アルバート・ハイン、ボディカム試験導入——店員への暴力・脅迫に対抗
アムステルダム・ロッテルダムの一部店舗で先行実施、拡大も視野に
オランダ最大手スーパーマーケットチェーンのアルバート・ハイン(Albert Heijn)が、アムステルダムとロッテルダムの一部店舗において、ボディカムの試験的導入を開始することを発表した。店員が日常業務の中で直面する攻撃的な言動や脅迫行為への対応策として実施されるもので、小売業界における従業員の安全確保という課題が改めて浮き彫りになっている。
なぜ今、ボディカムなのか
近年、スーパーマーケットのレジ係や警備員など、対人業務に従事する店員への暴力・脅迫行為はオランダ全土で社会問題となっている。
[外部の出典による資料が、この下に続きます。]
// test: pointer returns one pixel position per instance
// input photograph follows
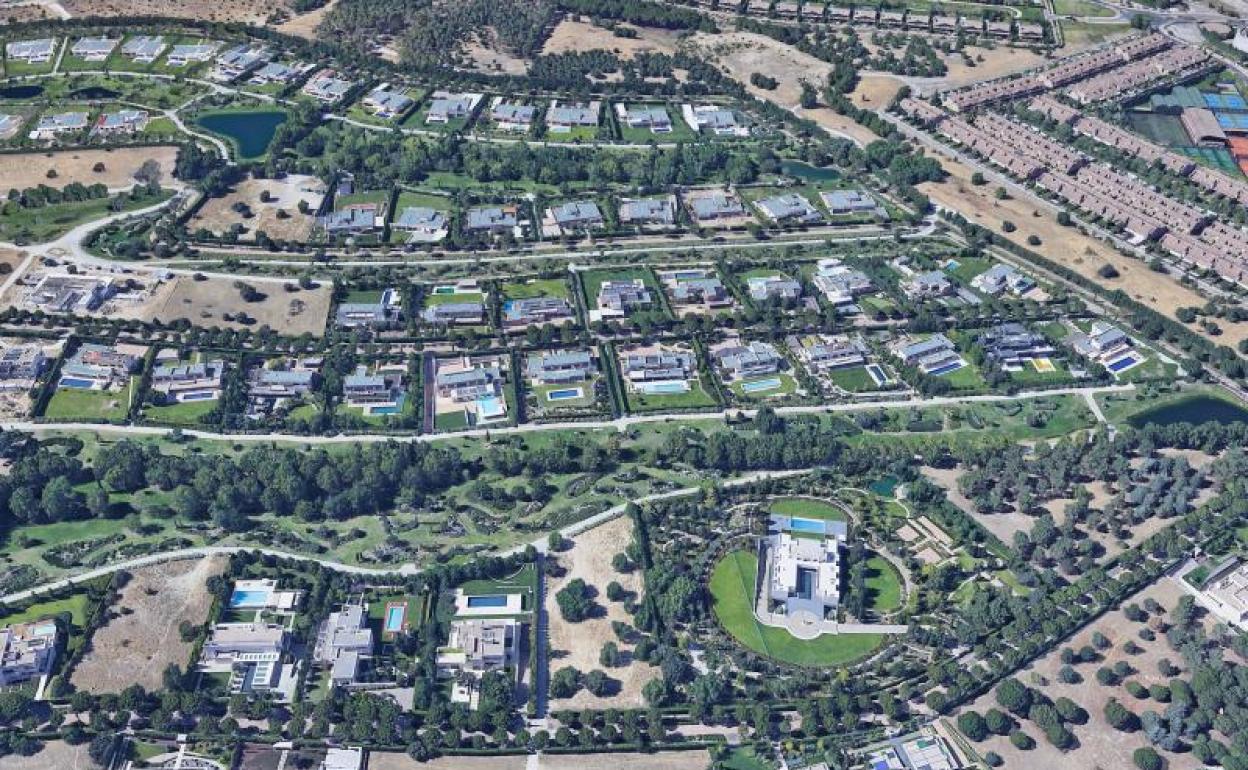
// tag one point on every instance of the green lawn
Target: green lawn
(731, 589)
(806, 508)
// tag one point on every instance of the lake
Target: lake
(1193, 409)
(250, 131)
(811, 174)
(21, 91)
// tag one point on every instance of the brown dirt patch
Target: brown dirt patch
(137, 644)
(1067, 246)
(54, 754)
(206, 302)
(248, 11)
(573, 34)
(1100, 744)
(217, 215)
(30, 169)
(578, 644)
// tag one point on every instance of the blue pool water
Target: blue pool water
(394, 618)
(248, 598)
(806, 526)
(1122, 363)
(759, 386)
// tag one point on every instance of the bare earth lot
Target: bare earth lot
(136, 645)
(55, 754)
(1100, 744)
(217, 215)
(250, 11)
(578, 644)
(1067, 246)
(30, 169)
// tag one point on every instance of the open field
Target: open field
(136, 645)
(207, 302)
(577, 644)
(217, 215)
(1067, 246)
(248, 11)
(1098, 744)
(575, 35)
(30, 169)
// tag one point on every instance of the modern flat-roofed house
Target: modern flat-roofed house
(649, 211)
(94, 49)
(447, 107)
(849, 201)
(9, 125)
(124, 121)
(492, 219)
(238, 61)
(715, 205)
(751, 360)
(826, 352)
(789, 207)
(572, 216)
(50, 126)
(559, 367)
(144, 49)
(773, 287)
(534, 311)
(382, 313)
(28, 650)
(513, 117)
(618, 298)
(1002, 277)
(191, 53)
(327, 87)
(645, 116)
(562, 119)
(481, 645)
(387, 102)
(932, 283)
(342, 642)
(31, 51)
(714, 119)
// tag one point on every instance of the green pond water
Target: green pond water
(251, 131)
(1194, 409)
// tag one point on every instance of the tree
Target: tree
(575, 600)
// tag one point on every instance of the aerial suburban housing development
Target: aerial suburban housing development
(567, 385)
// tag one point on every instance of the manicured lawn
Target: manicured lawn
(731, 587)
(806, 508)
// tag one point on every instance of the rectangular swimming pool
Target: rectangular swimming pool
(760, 386)
(487, 600)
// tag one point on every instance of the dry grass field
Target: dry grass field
(1100, 744)
(578, 644)
(248, 11)
(141, 639)
(573, 34)
(206, 303)
(217, 214)
(1067, 246)
(30, 169)
(55, 754)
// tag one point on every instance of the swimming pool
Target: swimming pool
(243, 598)
(760, 386)
(488, 600)
(668, 386)
(796, 524)
(394, 617)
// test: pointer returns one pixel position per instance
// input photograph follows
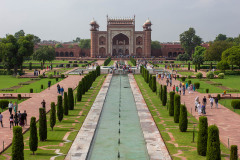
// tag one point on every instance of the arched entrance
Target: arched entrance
(120, 45)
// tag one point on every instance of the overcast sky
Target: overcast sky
(64, 20)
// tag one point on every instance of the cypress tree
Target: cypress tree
(213, 143)
(177, 102)
(65, 103)
(183, 121)
(42, 124)
(52, 115)
(234, 152)
(164, 94)
(171, 105)
(17, 144)
(202, 136)
(79, 92)
(33, 139)
(70, 99)
(154, 86)
(60, 109)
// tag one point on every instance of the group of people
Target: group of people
(201, 109)
(60, 89)
(15, 118)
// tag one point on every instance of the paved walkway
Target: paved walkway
(32, 106)
(226, 120)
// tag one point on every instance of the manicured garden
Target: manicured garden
(60, 139)
(179, 144)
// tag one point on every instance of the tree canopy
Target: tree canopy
(189, 40)
(232, 55)
(155, 45)
(85, 43)
(13, 49)
(44, 53)
(214, 51)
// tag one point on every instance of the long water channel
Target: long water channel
(119, 134)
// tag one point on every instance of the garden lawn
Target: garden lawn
(167, 126)
(36, 86)
(7, 81)
(70, 124)
(227, 103)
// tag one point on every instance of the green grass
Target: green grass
(61, 128)
(36, 86)
(227, 103)
(166, 124)
(10, 81)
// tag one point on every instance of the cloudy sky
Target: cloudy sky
(64, 20)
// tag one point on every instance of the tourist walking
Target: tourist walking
(211, 101)
(216, 102)
(10, 107)
(11, 121)
(16, 119)
(43, 104)
(1, 117)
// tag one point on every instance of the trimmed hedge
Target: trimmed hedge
(202, 136)
(17, 144)
(234, 152)
(171, 105)
(213, 144)
(235, 104)
(183, 121)
(177, 103)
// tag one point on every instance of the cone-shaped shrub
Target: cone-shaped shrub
(183, 121)
(60, 109)
(177, 102)
(164, 94)
(154, 86)
(65, 103)
(42, 124)
(213, 143)
(79, 92)
(70, 99)
(234, 152)
(202, 136)
(52, 115)
(33, 139)
(17, 144)
(171, 104)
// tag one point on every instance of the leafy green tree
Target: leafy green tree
(202, 136)
(215, 50)
(85, 43)
(60, 109)
(234, 152)
(44, 53)
(232, 55)
(164, 98)
(155, 45)
(33, 139)
(13, 50)
(183, 57)
(42, 124)
(189, 40)
(183, 121)
(213, 144)
(65, 103)
(177, 103)
(70, 99)
(221, 37)
(171, 106)
(17, 144)
(52, 115)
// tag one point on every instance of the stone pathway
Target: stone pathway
(32, 106)
(226, 120)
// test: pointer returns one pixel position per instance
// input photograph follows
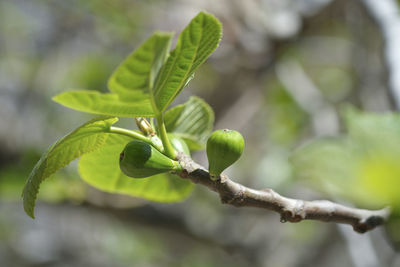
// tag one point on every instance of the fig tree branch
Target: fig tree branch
(290, 210)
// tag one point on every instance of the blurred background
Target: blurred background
(281, 76)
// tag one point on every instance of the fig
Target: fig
(140, 159)
(224, 147)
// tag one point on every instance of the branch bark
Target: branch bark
(290, 210)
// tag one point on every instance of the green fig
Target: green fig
(224, 147)
(140, 159)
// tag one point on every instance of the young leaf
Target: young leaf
(195, 44)
(101, 170)
(104, 104)
(130, 83)
(134, 79)
(88, 137)
(193, 121)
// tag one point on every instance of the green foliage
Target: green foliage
(224, 147)
(84, 139)
(195, 44)
(101, 170)
(192, 121)
(362, 166)
(104, 104)
(144, 85)
(134, 79)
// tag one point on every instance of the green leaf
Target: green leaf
(101, 170)
(193, 121)
(134, 79)
(130, 84)
(88, 137)
(195, 44)
(104, 104)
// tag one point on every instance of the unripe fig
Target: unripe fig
(224, 147)
(179, 144)
(139, 160)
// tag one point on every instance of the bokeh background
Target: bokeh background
(283, 72)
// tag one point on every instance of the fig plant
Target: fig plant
(143, 85)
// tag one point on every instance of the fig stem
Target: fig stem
(134, 135)
(168, 149)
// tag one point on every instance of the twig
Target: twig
(291, 210)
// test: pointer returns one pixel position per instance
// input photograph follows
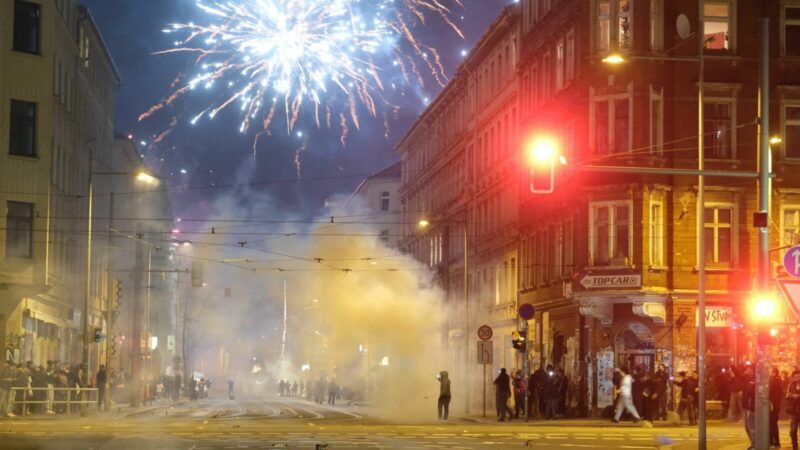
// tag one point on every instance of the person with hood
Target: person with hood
(625, 399)
(519, 394)
(443, 406)
(503, 392)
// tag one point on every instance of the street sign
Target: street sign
(485, 332)
(791, 261)
(790, 288)
(611, 281)
(485, 352)
(526, 311)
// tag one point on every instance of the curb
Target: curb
(153, 408)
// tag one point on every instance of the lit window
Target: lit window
(719, 234)
(791, 30)
(27, 27)
(718, 130)
(717, 25)
(19, 229)
(657, 237)
(384, 201)
(791, 227)
(791, 131)
(610, 234)
(611, 125)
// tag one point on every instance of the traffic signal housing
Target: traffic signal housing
(519, 340)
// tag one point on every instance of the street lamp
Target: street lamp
(140, 176)
(424, 224)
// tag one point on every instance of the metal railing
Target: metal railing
(74, 396)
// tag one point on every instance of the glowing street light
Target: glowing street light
(146, 178)
(614, 58)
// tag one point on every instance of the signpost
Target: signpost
(791, 261)
(485, 332)
(485, 357)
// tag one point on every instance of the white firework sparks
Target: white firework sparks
(277, 56)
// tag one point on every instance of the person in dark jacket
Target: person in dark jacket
(443, 406)
(502, 393)
(689, 389)
(793, 406)
(723, 382)
(519, 394)
(775, 398)
(662, 381)
(749, 403)
(101, 386)
(552, 393)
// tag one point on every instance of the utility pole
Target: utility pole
(763, 283)
(109, 294)
(136, 341)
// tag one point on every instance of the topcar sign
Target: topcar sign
(611, 281)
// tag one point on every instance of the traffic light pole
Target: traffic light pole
(110, 293)
(761, 441)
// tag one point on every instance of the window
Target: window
(23, 128)
(620, 14)
(791, 30)
(384, 201)
(657, 234)
(19, 229)
(656, 28)
(604, 25)
(717, 25)
(570, 69)
(656, 124)
(791, 131)
(718, 130)
(790, 227)
(610, 233)
(560, 54)
(611, 125)
(719, 234)
(27, 28)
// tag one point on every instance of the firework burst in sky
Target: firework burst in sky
(330, 58)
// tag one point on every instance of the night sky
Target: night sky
(214, 154)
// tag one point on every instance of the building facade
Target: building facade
(380, 195)
(56, 106)
(609, 260)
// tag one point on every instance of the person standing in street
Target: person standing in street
(775, 398)
(503, 391)
(443, 404)
(552, 393)
(793, 406)
(749, 403)
(519, 394)
(689, 389)
(661, 380)
(625, 399)
(101, 386)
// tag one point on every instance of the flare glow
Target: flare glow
(332, 57)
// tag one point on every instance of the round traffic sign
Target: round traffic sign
(526, 311)
(791, 261)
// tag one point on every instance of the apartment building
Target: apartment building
(57, 82)
(460, 174)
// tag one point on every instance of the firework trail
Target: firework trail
(270, 57)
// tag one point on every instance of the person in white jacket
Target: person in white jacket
(625, 400)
万引きへの注意や年齢確認などをきっかけにしたトラブルが発展するケースも多く、現場スタッフの精神的・身体的な負担は決して小さくない。アルバート・ハインは今回の試験導入について、こうした現場の危険な状況を少しでも抑止し、万が一の際には証拠として活用することを主な目的として挙げている。ボディカムは威圧的な行動を未然に防ぐ「抑止力」として機能するとともに、事後の対応や警察への通報においても有効な記録手段となる。
試験導入の範囲と今後の展望
今回の対象はアムステルダムとロッテルダムの複数店舗に限定されており、あくまでパイロット(試験)段階だ。ただし、同社は試験の結果や効果を見極めた上で、導入店舗を拡大する可能性を示唆している。オランダではすでに公共交通機関の乗務員や自治体職員などがボディカムを着用する事例が広がっており、小売業への応用も自然な流れといえる。一方で、プライバシーの観点から、映像の管理方法や保存期間についての透明性確保が今後の課題となるだろう。
在蘭日本人の生活への影響
アルバート・ハインはオランダ在住の日本人にとっても、日常的に利用する身近なスーパーマーケットだ。ボディカムを装着したスタッフと接する機会が増えることになるが、これは店員の安全を守るための措置であり、一般客の行動が記録されるわけではない。むしろ、安心して買い物できる環境づくりにつながるとも言える。試験の成否がオランダの小売業界全体の安全対策の方向性を左右する可能性もあり、今後の展開が注目される。